The Unlikely Escape of Uriah Heep by H. G. Parry
ON SALE JULY 23, 2019
Redhook

Booksellers love books about books. No surprise there, but they are not the only ones. Readers also love them and in this one those groups and others will find treasure most fine. Literary criticism is a sea most of us would prefer not to ply, given its arcane and sometimes unfathomable excursions into detailed and often tedious analysis of every word, phrase, concept and character construction. The joining of the two, then, is an unusual place for the leisure reader, or even the serious reader to find themselves truly enjoying the experience. Here we have writers, readers, characters, academics and the astounded friends and families of those tribes bound together in a uniquely imagined universe of fantasy.

I first came across the notion of reading a character into or out of a book in Jasper Fforde’s Thursday Next books. That idea is expanded upon and pushed to the limit by Dr. Charles Sutherland, a professor of English Literature at Prince Albert University (a fictional institution; there is a Victoria University – get it?) in Wellington, New Zealand. In the early hours of an otherwise unusual day he calls his older brother, Rob, to ask for help catching and returning Uriah Heep, whom he has read out of David Copperfield by mistake. So begins an exciting and engaging tale of literary celebrities of the real and created varieties. Treachery, mayhem, heroism, purpose and style follow in a maelstrom of activity that I cannot adequately describe, so I won’t try. Enough to say that I doubt you’ve thought of any of the stuff the author has cooked up to the reader’s great delight.

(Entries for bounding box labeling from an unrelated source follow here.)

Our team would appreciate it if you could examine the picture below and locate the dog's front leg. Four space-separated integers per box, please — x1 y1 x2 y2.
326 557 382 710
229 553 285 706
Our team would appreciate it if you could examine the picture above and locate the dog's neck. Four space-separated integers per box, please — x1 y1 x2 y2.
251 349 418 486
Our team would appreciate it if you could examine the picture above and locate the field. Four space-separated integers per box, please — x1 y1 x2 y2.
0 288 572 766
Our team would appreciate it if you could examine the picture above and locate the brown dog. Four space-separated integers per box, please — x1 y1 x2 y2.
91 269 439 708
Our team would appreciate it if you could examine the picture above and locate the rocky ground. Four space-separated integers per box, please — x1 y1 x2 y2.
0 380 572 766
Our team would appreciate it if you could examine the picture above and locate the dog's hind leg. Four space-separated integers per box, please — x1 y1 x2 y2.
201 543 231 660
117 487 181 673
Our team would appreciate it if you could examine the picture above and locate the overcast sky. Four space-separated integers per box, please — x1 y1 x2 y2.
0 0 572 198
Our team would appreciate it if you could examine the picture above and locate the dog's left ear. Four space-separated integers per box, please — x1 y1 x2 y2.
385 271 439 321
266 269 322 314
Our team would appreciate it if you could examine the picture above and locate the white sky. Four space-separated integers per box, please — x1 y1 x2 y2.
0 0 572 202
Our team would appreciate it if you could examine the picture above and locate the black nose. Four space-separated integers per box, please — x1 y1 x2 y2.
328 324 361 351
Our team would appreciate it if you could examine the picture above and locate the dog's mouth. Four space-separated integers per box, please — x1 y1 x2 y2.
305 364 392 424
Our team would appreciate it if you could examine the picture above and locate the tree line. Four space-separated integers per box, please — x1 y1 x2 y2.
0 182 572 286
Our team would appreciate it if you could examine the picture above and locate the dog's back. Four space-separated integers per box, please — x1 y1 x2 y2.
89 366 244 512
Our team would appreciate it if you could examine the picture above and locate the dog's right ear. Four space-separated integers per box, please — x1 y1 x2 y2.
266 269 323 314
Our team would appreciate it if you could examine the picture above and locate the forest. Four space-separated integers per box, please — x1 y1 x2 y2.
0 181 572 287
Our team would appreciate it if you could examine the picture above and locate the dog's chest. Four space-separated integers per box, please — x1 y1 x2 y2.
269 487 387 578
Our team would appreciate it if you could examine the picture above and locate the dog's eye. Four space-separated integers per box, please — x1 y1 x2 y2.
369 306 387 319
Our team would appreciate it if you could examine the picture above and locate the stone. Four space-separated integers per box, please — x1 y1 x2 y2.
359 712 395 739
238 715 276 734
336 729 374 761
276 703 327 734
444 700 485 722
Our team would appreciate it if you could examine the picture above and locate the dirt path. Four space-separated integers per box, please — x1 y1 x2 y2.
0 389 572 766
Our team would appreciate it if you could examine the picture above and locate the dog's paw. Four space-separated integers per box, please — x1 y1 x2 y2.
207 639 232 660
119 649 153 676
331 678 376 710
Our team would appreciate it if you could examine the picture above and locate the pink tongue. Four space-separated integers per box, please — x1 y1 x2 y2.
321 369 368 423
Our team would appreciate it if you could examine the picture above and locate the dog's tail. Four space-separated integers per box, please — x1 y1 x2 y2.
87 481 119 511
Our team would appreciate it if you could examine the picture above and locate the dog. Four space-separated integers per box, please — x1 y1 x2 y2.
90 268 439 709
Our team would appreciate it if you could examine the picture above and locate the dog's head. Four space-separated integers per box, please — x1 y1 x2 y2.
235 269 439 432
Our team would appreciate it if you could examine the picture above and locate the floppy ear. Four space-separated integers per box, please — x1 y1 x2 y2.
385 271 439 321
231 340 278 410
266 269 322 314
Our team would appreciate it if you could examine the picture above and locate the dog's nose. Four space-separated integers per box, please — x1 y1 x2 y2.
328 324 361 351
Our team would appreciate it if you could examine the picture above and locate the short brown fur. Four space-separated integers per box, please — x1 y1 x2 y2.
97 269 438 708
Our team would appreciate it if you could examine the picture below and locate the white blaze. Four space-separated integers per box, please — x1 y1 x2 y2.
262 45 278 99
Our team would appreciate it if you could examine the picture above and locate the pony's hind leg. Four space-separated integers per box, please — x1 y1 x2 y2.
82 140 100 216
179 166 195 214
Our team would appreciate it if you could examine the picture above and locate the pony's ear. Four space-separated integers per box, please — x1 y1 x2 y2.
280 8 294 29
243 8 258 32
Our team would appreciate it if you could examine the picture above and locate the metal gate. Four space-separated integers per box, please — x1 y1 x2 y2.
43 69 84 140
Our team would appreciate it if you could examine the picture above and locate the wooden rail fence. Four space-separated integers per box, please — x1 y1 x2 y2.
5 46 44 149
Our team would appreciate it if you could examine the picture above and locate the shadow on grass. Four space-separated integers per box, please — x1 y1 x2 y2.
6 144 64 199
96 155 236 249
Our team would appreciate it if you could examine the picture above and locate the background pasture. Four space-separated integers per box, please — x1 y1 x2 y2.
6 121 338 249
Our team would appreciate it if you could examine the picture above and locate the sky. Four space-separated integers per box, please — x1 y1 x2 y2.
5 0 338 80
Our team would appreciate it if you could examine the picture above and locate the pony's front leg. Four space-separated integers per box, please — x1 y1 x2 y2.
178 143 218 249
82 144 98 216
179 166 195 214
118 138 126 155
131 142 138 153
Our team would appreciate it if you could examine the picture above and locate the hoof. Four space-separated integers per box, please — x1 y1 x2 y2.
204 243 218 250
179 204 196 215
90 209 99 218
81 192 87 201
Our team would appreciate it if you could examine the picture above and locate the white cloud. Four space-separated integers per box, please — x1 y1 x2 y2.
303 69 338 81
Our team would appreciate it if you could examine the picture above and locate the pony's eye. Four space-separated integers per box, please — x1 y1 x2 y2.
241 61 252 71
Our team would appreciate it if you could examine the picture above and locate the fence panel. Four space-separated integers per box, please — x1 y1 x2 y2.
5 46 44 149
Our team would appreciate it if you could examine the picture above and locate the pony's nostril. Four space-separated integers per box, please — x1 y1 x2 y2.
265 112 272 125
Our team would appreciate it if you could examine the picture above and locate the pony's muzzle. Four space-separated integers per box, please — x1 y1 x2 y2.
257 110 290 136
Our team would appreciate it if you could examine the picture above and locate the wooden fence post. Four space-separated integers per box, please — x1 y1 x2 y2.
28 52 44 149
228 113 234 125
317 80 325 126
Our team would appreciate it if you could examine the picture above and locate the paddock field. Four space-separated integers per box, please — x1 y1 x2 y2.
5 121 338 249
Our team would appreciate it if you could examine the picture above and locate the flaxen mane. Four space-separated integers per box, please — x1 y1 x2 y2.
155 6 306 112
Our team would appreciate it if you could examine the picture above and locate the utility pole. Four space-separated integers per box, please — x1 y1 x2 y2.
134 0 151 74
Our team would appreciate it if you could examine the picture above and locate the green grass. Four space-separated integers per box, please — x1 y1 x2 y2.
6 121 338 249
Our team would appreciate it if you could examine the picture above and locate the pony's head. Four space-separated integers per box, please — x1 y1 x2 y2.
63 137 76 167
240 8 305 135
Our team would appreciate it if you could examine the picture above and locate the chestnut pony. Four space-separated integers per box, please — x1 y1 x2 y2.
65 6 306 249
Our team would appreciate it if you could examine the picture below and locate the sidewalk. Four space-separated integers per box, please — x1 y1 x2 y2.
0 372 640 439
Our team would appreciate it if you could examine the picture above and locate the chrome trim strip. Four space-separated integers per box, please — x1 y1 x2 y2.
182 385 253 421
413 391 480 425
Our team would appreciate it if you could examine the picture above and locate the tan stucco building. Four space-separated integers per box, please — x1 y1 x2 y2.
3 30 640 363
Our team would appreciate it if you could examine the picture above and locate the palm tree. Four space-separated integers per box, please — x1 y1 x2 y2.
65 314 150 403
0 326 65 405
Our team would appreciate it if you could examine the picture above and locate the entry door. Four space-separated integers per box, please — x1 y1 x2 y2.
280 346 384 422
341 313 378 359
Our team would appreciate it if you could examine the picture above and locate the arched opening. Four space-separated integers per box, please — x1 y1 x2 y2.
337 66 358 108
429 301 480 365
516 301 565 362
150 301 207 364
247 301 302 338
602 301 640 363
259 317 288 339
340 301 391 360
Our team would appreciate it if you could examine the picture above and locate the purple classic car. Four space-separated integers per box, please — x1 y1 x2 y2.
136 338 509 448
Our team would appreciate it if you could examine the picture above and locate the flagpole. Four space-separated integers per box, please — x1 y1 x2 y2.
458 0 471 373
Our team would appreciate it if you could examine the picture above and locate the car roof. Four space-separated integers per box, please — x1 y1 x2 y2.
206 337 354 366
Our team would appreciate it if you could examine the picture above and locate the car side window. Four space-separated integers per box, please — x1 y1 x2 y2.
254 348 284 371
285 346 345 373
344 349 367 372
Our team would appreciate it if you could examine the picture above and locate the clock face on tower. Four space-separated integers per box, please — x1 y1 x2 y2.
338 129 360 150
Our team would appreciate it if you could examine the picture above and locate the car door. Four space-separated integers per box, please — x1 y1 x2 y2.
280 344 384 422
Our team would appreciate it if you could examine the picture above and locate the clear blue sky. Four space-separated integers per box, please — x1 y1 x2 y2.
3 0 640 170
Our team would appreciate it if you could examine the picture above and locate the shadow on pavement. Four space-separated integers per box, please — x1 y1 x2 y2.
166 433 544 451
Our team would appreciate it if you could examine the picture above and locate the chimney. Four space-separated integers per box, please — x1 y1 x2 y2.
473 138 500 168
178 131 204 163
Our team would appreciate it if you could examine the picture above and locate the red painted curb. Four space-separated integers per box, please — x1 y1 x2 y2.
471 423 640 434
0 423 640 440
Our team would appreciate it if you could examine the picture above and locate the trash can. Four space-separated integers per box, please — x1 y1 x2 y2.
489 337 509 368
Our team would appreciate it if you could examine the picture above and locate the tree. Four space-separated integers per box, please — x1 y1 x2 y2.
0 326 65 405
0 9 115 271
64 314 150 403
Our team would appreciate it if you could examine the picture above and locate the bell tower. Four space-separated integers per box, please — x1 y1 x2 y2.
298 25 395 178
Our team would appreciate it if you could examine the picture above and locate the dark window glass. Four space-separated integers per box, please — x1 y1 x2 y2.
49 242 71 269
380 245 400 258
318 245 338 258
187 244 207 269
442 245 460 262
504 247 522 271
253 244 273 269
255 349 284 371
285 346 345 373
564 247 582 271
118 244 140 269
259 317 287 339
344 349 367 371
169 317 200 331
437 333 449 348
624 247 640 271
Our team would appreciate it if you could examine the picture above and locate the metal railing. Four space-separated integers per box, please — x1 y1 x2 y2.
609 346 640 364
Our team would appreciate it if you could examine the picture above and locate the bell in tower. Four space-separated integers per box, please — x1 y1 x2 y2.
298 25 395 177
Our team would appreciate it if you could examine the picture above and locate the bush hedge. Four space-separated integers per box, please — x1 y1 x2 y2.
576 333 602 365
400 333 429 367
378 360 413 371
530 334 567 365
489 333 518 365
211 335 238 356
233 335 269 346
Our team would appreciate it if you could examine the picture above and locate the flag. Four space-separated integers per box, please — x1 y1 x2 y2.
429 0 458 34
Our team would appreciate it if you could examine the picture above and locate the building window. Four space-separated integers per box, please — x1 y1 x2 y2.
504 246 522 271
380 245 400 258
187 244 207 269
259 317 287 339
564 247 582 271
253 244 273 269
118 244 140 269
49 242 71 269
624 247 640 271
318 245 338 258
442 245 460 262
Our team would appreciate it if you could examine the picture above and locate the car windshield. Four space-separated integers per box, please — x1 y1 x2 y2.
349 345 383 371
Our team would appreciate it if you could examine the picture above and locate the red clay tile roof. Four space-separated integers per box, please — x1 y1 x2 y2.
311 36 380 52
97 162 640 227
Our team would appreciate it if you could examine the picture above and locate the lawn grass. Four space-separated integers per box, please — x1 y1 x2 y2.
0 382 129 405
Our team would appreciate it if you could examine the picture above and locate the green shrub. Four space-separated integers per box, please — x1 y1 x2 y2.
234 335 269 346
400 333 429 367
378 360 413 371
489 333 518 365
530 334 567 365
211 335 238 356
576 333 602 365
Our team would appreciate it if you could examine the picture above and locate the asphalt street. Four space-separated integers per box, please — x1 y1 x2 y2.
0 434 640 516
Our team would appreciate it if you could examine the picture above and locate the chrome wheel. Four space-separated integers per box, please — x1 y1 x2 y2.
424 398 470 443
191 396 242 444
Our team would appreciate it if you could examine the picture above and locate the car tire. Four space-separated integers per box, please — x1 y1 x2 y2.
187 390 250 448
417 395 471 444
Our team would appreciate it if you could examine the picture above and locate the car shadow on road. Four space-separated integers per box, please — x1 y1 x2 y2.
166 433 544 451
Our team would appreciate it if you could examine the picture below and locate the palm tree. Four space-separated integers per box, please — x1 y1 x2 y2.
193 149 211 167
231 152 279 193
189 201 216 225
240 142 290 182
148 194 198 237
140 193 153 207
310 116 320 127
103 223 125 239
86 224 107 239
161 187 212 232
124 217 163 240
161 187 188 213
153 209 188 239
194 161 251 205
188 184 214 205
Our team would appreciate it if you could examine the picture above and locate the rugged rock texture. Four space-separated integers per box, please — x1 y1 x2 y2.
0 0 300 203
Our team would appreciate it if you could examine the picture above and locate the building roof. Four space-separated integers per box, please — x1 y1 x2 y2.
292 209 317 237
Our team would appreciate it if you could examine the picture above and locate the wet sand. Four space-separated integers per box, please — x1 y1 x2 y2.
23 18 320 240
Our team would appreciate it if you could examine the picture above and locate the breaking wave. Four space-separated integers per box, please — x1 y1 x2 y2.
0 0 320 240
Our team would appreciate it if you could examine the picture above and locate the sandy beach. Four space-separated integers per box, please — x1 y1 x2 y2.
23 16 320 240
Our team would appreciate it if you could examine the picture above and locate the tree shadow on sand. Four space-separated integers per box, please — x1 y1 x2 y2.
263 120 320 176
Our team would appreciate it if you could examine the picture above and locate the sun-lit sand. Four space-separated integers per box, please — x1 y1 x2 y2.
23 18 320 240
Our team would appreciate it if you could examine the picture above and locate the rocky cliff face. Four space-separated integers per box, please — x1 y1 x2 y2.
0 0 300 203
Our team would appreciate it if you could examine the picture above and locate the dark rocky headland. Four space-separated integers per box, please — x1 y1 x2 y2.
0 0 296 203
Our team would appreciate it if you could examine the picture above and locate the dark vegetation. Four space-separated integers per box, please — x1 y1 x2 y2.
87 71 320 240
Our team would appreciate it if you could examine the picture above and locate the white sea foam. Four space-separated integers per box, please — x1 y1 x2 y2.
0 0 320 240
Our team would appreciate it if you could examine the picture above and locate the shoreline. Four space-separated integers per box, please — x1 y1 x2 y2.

There are some short passages delving briefly into real literary criticism with the attendant lingo, most of which we mere mortals will not understand, but they do not diminish the pace of the action or retard the comprehension of the plot. They lend verisimilitude and flavor to the narrative and add a sense of reality to what is otherwise a truly fantastic story. This is a carefully written and craftily skilled work that provides a large helping of reading pleasure.

Think of The Artful Dodger, Sherlock Holmes, The Jabberwock, The White Queen of Narnia, Mr. Darcy, Heathcliff and the plucky heroine of a children’s mystery series fighting evil side by side with a distracted professor of English and a somewhat feckless lawyer, and you have some idea of what goes on here. Joy in generous measure.

Shelf Talker: Characters are drawn out of and exiled back into books by an English professor with supernatural powers as one of fiction’s most sinister literary villains strives to superimpose a dark world that suits his purposes on that of our reality. Victorian landscape, fell creatures and a plucky representative of children’s fiction season this epic battle for the survival of both universes.